A parte configurar-se ao todo poderá significar que as diversas partes do país, nas suas gentes e nos territórios, deixarão de ser realidades muito distantes, meras notas de rodapé inseridas numa folha de Excel e sem capacidade de expressão pública ou mediática com relevância de susto.

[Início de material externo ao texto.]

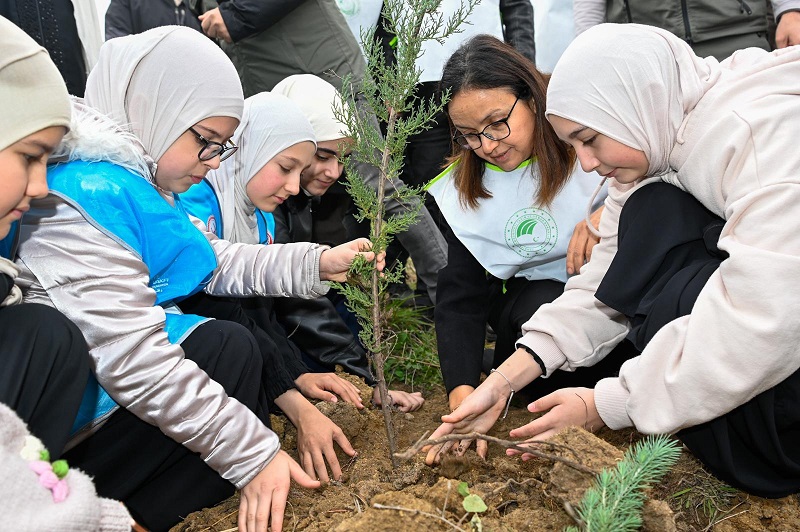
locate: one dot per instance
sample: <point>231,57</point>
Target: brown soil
<point>521,496</point>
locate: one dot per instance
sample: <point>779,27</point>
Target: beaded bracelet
<point>508,403</point>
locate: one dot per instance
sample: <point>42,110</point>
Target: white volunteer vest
<point>508,234</point>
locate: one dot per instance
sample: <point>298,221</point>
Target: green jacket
<point>694,21</point>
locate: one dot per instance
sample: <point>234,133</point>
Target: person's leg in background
<point>45,369</point>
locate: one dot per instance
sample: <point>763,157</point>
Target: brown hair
<point>485,62</point>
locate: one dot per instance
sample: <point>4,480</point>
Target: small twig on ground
<point>447,496</point>
<point>518,446</point>
<point>210,527</point>
<point>512,481</point>
<point>718,521</point>
<point>418,512</point>
<point>573,514</point>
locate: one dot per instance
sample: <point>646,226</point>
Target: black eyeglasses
<point>494,131</point>
<point>212,149</point>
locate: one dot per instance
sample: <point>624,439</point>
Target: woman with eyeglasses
<point>176,403</point>
<point>512,195</point>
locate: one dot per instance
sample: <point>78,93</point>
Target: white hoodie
<point>736,152</point>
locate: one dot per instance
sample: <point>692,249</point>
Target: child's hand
<point>404,401</point>
<point>334,262</point>
<point>264,497</point>
<point>568,407</point>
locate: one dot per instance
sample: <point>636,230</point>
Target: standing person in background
<point>68,29</point>
<point>711,27</point>
<point>426,151</point>
<point>269,41</point>
<point>126,17</point>
<point>512,196</point>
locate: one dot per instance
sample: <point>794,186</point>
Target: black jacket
<point>314,325</point>
<point>126,17</point>
<point>517,16</point>
<point>461,314</point>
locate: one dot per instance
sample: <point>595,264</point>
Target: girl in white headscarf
<point>276,143</point>
<point>112,248</point>
<point>320,332</point>
<point>699,259</point>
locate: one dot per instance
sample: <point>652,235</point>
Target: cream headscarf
<point>271,123</point>
<point>317,99</point>
<point>33,95</point>
<point>159,83</point>
<point>634,84</point>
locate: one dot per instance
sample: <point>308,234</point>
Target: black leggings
<point>44,370</point>
<point>158,479</point>
<point>656,276</point>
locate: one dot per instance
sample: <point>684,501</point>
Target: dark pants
<point>158,479</point>
<point>656,277</point>
<point>281,361</point>
<point>509,310</point>
<point>45,368</point>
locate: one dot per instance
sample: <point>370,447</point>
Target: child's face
<point>473,110</point>
<point>23,173</point>
<point>326,166</point>
<point>280,177</point>
<point>598,152</point>
<point>180,166</point>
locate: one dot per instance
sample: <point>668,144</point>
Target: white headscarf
<point>271,123</point>
<point>317,99</point>
<point>161,82</point>
<point>632,83</point>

Andamos nisto, esperemos com mudanças e resultados, pelo todo e por todas as partes.
NOTAS FINAIS
SEMANA DE GRITOS
Ignoram-se os sinais e depois despertamos coletivamente para realidades que estavam à frente dos olhos. Foi assim com os incêndios florestais, em parte em resultado do abandono do território do interior. É assim em relação às forças de segurança e à sustentada incúria, indiferença e desleixo com que têm sido tratadas as instituições, as mulheres e os homens que nelas servem para assegurar o pressuposto comunitário da segurança e da proteção de pessoas e bens. Há uma esquerda que na dúvida, no mínimo, desconfia das forças de segurança. Há uma pseudoelite que, na dúvida do ocorrido, está sempre contra as forças de segurança. Há quem governe sem sentir necessidade de se colocar do lado da missão, perante as insustentáveis condições pessoais e operacionais e a complexidade das realidades urbanas e rurais atuais. Só disparates de sofá e de alcatifa, num qualquer corredor de Lisboa. A quem se espantou com a manifestação de quinta e com os aproveitamentos expetáveis, presentes em sinais há anos, é bom que atente no sentido do outro grito que foi dado na sexta, também em manifestação, o do mundo rural.
SEMANA ESQUIZOFRÉNICA
Parece que o fisco se enganou em 2015 e que agora, depois das legislativas, descobriram o erro e vão obrigar os cidadãos com recibos verdes a devolver uma verba. A facilidade com que o Estado destrói qualquer sentido de estabilidade e de previsibilidade das regras que estabelece é própria de um país de terceiro mundo. Tanta Web Summit, tanto Simplex e tantos recursos param a arrecadação e cruzamentos digitais e dá nisto. Ai se os portugueses, com esta ligeireza, pudessem corrigir erros de há três ou quatro anos.
SEMANA REINCIDENTE.
Falam, falam, não os vejo a fazer nada de consequente. Por muitos discursos que existam em torno da qualificação do sistema de justiça, a publicação de transcrições integrais de interrogatórios judiciais recentes em órgãos de comunicação é um atentado ao Estado de direito democrático. Nenhuma desculpa de interesse informativo ou relevância do protagonista em causa justifica tamanho atentado.